Chapter 15
Sarah, 16 years old
San Diego, California
One Year Later
Egghead: You ready for our big date?
I stopped brushing my hair and smiled at the message as I continued getting ready.
After my reintegration into the Academy, I passed the entrance exam to the analyst program even though I had to write a code with a pen and paper.
The rector hadn’t wanted a repeat of my first mission’s debacle, so a team of experts had overseen all my forays into cyberspace in a controlled environment.
But what was the saying again? Fool you once, shame on me, fool you twice, shame on you? Or was it the opposite?
I could have told them not to bother with the restriction. By the time I passed the exam, computers and I were long-lost friends. I knew everything about them and got around their paltry constraints like they weren’t there. But what would be the fun in that?
Not only did I finish the exam quicker than everyone, I blew all my fellow initiates out of the water, and corrected an error in one of the questions. This, of course, didn’t go over well with the person administering the test.
Let me think, what else do you need to know?
I’ve changed a lot in the past year. I was still quite short for a girl my age and would never win any beauty contest with my sense of style, but I finally grew some curves.

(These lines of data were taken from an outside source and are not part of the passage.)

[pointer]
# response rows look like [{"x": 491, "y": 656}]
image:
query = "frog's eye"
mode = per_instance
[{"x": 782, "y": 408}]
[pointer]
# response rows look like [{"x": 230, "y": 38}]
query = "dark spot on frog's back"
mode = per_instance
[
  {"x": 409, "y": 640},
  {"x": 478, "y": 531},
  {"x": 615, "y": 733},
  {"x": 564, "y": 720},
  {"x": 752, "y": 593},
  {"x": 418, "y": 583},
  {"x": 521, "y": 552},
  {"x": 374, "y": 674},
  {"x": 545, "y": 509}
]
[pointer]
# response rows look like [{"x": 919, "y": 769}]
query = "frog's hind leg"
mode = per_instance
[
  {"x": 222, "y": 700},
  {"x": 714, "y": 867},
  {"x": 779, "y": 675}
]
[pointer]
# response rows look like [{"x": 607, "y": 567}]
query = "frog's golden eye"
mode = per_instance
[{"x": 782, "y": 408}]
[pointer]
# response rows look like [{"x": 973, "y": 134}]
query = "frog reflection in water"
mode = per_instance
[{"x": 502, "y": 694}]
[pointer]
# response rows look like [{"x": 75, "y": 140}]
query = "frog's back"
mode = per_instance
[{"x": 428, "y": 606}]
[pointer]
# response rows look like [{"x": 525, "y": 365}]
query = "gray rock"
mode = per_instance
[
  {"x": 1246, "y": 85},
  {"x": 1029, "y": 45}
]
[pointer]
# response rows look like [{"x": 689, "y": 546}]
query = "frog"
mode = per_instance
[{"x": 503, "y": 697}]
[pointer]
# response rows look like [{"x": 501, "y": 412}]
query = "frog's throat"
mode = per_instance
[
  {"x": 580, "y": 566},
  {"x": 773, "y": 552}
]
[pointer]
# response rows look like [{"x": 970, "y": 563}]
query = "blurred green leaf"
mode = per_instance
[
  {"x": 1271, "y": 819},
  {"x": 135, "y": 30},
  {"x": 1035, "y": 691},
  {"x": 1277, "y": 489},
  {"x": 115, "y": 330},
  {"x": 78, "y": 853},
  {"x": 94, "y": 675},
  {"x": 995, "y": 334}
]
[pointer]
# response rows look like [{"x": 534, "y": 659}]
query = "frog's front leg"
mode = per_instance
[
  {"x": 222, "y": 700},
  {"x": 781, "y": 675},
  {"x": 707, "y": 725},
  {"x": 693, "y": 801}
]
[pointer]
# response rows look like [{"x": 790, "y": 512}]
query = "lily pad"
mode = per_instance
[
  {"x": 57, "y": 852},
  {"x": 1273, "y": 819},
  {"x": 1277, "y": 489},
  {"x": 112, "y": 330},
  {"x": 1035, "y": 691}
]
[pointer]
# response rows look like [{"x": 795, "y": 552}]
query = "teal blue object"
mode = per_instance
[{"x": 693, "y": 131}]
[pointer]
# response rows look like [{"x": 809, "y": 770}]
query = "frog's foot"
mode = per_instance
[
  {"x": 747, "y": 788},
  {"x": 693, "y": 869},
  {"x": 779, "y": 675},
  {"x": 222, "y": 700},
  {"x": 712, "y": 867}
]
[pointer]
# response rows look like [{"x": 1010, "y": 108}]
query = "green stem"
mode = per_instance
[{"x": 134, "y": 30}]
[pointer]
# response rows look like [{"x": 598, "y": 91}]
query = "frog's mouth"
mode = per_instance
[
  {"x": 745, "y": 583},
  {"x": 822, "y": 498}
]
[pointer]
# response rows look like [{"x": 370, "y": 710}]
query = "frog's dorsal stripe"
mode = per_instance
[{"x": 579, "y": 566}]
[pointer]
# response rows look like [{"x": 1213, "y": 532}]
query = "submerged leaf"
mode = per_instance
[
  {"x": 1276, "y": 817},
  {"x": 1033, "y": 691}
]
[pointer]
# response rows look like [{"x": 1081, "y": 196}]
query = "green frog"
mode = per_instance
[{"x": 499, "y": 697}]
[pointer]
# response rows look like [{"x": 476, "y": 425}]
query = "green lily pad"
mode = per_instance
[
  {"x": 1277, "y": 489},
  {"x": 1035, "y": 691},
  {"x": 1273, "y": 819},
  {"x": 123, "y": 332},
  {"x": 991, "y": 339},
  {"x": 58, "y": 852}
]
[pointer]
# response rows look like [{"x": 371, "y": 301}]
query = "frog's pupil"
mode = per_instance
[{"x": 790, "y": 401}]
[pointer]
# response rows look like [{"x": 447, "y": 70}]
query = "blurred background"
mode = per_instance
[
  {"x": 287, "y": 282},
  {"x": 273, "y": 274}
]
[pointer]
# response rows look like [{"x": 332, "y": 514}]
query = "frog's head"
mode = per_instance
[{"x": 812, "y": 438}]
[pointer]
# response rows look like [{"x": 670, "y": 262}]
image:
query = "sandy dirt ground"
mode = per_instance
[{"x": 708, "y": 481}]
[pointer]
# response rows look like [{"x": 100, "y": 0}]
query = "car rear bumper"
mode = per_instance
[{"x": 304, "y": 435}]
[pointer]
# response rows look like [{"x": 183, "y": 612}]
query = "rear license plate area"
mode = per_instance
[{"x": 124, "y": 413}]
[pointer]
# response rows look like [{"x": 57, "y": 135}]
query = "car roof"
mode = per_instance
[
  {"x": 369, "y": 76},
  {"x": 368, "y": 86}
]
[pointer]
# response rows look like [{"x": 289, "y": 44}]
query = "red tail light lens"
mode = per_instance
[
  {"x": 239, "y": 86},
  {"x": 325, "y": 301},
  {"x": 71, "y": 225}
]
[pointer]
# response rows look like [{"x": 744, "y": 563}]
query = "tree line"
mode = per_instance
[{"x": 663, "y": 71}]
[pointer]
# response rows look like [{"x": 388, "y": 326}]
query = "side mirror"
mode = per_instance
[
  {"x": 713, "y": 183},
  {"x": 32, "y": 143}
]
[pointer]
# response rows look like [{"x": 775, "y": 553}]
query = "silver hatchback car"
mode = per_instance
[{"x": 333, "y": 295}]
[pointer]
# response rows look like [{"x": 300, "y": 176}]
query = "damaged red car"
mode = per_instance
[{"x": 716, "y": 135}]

The downside of this was the attention it generated. Boys who’d never noticed me before, realized I was quite attractive under all my scowling and began to hang around.
Unfortunately, this also gained me the undivided attention of Jacob Hayes, now known as the Irish Butcher.
Do you remember how intense he was when he bullied me? Well, imagine if all that energy suddenly turned sexual. Imagine what would happen if he stalked you with the same intensity he put into persecuting you.
Would you feel like prey? Because I sure as hell did.
The man was creepy as hell because a) my old team leader was ten years older than me, and b) I was sixteen.
You would think it would keep him from watching me wherever I went, or worse, from cornering me. But no such luck.
Egghead: Hello? Earth to Jelly Fish?
Jelly Fish: It’s not a date.
Egghead: Of course not. It’s just you and me with enough food to feed an army in a romantic setting. Not a date at all.
Moose’s flirty response made me smile.
The goof and I started exchanging texts again almost immediately upon my return, and it felt really good.
Oh, the baby sulked and pouted at my “abandonment”, but he couldn’t hold on to his anger for more than five seconds, so we made up by the third text.
Jelly Fish: Sorry. Where are we going again for our FRIENDLY dinner?
Egghead: It’s a surprise.
Jelly Fish: Just remember, we can’t be seen together in a public place.
Egghead. I know. Don’t worry about it. I’m going to rock your socks off.
Jelly Fish: Seriously, I can’t wait.